Lo ocurrido en Chile debe servirnos como advertencia. Tras el estallido social de 2019, ese país optó por una Asamblea Constituyente como respuesta a las demandas populares, pero el proceso fue cooptado en su segunda etapa por sectores conservadores, que terminaron imponiendo una visión regresiva del orden institucional. El resultado: una nueva Constitución propuesta por la derecha radical, que fue ampliamente rechazada en las urnas por la ciudadanía. Ese desenlace muestra los riesgos de abrir procesos constituyentes sin un consenso mínimo ni garantías democráticas claras. En contextos de polarización, una Constituyente puede dejar de ser una herramienta de transformación progresiva y convertirse en una estrategia de restauración autoritaria. Colombia no está exenta de ese riesgo: si el nuevo pacto social se entrega a quienes ven en la exclusión y el miedo una plataforma de poder, se corre el peligro de retroceder en derechos, cerrar espacios de participación y desmontar avances históricos en justicia social y reconocimiento de las diversidades.
La violencia reciente contra líderes políticos —57 casos en apenas tres meses— no puede leerse al margen de este contexto. Es el síntoma de una democracia donde los canales institucionales se han erosionado y la confrontación se desborda hacia lo físico, hacia el cuerpo de quienes representan una idea, una propuesta o una voz disonante.
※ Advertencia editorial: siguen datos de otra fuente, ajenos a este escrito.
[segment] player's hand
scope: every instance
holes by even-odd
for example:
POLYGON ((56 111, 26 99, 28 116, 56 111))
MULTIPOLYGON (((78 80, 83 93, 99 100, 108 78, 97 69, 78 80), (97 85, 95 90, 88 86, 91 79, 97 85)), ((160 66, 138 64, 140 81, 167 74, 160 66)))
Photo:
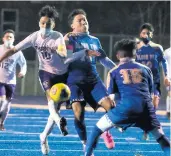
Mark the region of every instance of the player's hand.
POLYGON ((18 73, 18 78, 23 78, 23 77, 24 77, 24 74, 18 73))
POLYGON ((165 86, 171 86, 171 82, 167 77, 164 79, 164 85, 165 86))
POLYGON ((70 36, 77 36, 77 34, 73 32, 69 32, 64 36, 64 40, 68 41, 70 36))
POLYGON ((95 50, 87 50, 87 55, 88 56, 100 56, 101 54, 95 50))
En medio de esta fractura institucional, tres eventos recientes dan cuenta del momento crítico en el que estamos: la reunión en la Curia Arzobispal —convocada por el cardenal primado José Luis Rueda— entre el presidente Gustavo Petro, el presidente del Senado, los presidentes de las Altas Cortes y los jefes de entes de control; la posición del registrador nacional, Hernán Penagos, quien anunció que no tomará decisiones frente a la convocatoria de Consulta Popular hasta que el Consejo de Estado no emita un concepto; y el incierto futuro legislativo de la reforma laboral, que a pesar de haber sido revivida, enfrenta un Congreso dividido y una clase política cada vez más presionada por tomar partido.
Lo que estamos presenciando no es una simple tensión coyuntural. Es una disputa estructural sobre el tipo de democracia que queremos. Las posibilidades de desescalamiento son escasas porque los incentivos para negociar son débiles, y los relatos que hoy movilizan a los bloques son excluyentes por definición. No son programas de gobierno, son mitologías en las que cada bando ha encontrado identidad y propósito.
El desafío es mayúsculo: o encontramos una manera de canalizar el antagonismo dentro de los marcos democráticos existentes, o nos exponemos a que la polarización siga creciendo hasta convertir la política en una zona de guerra simbólica permanente, donde solo sobrevivan los discursos más extremos.
Colombia ya vivió lo que significa dejar que los conflictos políticos se resuelvan por fuera de las instituciones. No podemos darnos el lujo de repetir esa historia. La Constitución del 91 nos dejó una hoja de ruta. La pregunta es si tendremos, finalmente, la voluntad política de recorrerla.